VS T 38.2, P 160, RR 32, BP 100/60, oxygen saturation 94% in room air. He is tired appearing with tachypnea and tachycardia.
HEENT: Enlarged, erythematosus tonsils with exudates.
Lungs are clear but with tachypnea.
Heart sounds are tachycardic with a holosystolic murmur 3/6 heard at apex with radiation to axilla.
No gallops are heard. His PMI is prominent (size of silver dollar) at the 7th intercostal space in the mid-axillary line.
His abdomen is soft with normoactive bowel sounds. His liver edge is 6 to 7 cm below the RCM.
His left knee is swollen and extremely tender with warmth. He has difficulty with range of motion but can flex his knee 30 degrees passively. His right ankle is very swollen and warm. He has limited subtalar motion. Both his knee and ankle are very tender even to touch.
Neuro: No abnormal movements of arms, hands, or tongue are noted. He is unable to walk due to pain.
Clinical course:
 
The child is admitted to the hospital.
Initial laboratory work includes a erythrocyte sedimentation rate of 110, a CRP of 9.5, and a chest X-ray with cardiomegaly present.
EKG reveals a prolonged PR interval.
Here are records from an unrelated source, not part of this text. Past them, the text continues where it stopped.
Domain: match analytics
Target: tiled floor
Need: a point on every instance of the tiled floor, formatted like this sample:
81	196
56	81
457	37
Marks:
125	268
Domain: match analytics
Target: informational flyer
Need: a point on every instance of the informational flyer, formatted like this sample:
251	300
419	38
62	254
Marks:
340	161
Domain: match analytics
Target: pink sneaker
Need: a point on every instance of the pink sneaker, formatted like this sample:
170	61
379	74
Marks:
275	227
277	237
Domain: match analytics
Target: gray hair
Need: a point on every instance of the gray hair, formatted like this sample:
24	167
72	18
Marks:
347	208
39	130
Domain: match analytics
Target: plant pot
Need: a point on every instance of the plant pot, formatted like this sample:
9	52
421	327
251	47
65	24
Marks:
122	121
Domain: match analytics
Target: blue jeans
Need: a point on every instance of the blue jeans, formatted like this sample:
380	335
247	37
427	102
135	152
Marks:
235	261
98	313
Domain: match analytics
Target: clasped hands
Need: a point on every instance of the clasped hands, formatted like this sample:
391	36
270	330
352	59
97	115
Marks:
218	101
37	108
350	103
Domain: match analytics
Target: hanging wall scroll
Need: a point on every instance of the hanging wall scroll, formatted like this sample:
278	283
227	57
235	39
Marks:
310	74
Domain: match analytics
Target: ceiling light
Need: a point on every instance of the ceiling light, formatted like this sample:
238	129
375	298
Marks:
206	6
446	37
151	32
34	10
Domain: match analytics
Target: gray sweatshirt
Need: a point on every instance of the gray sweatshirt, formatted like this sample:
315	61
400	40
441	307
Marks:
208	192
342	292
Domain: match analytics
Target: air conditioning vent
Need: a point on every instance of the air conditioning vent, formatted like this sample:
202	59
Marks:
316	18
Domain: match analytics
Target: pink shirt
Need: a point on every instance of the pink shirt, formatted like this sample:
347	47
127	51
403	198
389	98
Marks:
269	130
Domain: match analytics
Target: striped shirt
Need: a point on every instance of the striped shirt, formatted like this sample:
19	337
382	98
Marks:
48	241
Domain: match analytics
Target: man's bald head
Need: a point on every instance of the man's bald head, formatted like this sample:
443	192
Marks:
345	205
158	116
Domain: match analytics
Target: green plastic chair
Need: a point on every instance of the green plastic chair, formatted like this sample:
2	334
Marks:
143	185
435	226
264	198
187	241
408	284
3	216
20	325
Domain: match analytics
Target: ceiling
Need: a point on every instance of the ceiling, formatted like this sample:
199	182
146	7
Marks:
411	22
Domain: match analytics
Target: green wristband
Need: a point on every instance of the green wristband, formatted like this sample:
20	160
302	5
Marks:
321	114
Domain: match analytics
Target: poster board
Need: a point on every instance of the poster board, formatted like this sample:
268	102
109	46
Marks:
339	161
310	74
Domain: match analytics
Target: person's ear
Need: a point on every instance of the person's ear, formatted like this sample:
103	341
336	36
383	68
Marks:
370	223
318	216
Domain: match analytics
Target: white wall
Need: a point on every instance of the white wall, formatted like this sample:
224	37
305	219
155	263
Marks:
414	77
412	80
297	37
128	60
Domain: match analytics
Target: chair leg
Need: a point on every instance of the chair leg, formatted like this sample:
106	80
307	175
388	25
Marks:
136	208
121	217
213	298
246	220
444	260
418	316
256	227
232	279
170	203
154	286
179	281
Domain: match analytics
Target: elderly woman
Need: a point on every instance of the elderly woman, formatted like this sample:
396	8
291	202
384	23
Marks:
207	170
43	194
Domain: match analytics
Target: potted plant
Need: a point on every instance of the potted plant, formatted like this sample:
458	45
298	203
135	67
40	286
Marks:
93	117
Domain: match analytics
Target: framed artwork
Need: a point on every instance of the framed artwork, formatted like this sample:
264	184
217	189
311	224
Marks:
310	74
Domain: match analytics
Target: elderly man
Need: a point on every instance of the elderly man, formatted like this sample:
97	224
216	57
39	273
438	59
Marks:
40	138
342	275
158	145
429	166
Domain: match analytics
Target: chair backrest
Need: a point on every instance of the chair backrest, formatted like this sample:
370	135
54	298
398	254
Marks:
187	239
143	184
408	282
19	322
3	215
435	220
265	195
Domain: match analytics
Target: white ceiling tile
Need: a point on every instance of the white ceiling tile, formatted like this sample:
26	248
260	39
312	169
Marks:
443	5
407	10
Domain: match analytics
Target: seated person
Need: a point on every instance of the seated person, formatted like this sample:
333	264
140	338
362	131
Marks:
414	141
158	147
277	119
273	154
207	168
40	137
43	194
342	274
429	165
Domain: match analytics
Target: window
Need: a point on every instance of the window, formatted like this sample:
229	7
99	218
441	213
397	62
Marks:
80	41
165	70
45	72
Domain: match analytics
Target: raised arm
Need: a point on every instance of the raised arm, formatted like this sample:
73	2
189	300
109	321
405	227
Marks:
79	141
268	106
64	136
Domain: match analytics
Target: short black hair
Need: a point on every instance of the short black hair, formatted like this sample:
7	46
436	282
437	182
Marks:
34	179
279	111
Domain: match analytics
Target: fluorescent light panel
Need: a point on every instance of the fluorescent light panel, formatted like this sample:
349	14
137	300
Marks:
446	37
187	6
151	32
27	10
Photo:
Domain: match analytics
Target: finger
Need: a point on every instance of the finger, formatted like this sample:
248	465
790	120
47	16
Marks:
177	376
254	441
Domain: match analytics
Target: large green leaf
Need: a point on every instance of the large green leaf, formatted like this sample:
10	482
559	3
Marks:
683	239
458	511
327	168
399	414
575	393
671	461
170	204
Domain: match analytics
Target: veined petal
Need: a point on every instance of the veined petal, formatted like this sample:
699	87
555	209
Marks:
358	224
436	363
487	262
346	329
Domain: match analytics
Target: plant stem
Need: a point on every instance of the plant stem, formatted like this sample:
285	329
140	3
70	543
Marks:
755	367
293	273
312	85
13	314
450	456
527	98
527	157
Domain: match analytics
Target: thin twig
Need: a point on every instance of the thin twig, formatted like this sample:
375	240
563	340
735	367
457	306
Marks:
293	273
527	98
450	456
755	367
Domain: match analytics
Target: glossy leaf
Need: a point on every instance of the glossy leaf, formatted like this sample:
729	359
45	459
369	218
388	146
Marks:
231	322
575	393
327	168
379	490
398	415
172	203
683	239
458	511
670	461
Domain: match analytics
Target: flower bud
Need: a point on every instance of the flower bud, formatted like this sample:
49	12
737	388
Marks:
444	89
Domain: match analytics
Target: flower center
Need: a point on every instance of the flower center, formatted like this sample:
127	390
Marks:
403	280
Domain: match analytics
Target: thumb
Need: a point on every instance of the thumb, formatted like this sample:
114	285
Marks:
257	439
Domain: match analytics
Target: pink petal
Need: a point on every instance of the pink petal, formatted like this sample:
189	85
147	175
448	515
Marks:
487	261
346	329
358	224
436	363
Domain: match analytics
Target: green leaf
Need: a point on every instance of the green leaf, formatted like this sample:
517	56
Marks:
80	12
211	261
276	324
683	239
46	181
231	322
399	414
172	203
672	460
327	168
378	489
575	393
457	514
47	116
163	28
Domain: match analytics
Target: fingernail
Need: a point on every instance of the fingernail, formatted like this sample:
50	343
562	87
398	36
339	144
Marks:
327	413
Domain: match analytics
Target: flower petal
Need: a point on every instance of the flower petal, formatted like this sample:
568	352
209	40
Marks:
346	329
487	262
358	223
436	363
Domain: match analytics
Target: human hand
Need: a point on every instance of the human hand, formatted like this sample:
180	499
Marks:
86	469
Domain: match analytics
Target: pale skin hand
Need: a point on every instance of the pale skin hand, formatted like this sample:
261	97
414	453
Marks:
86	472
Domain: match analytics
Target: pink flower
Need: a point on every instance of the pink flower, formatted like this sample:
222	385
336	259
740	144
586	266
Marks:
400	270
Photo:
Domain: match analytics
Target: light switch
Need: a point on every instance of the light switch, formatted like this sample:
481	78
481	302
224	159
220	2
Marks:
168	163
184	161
ASO titer is 754 and streptozyme is 1:600.
The diagnosis of acute rheumatic fever (ARF) is made and he is initially started on salicylate therapy at 75 mg/kg/day, and his arthritis improves dramatically.
However, the next day an echocardiogram confirms severe mitral insufficiency.
Due to the significant cardiac disease with elements of congestive heart failure he is switched to corticosteroids and improves.
His heart size decreases over the next 2 weeks, and when it normalizes he is switched back to salicylates for a total treatment duration of 8 weeks.
He does have a persistent murmur after this time however. He is started on intramuscular benzathine penicillin, which is given every 4 weeks for streptococcal prophylaxis.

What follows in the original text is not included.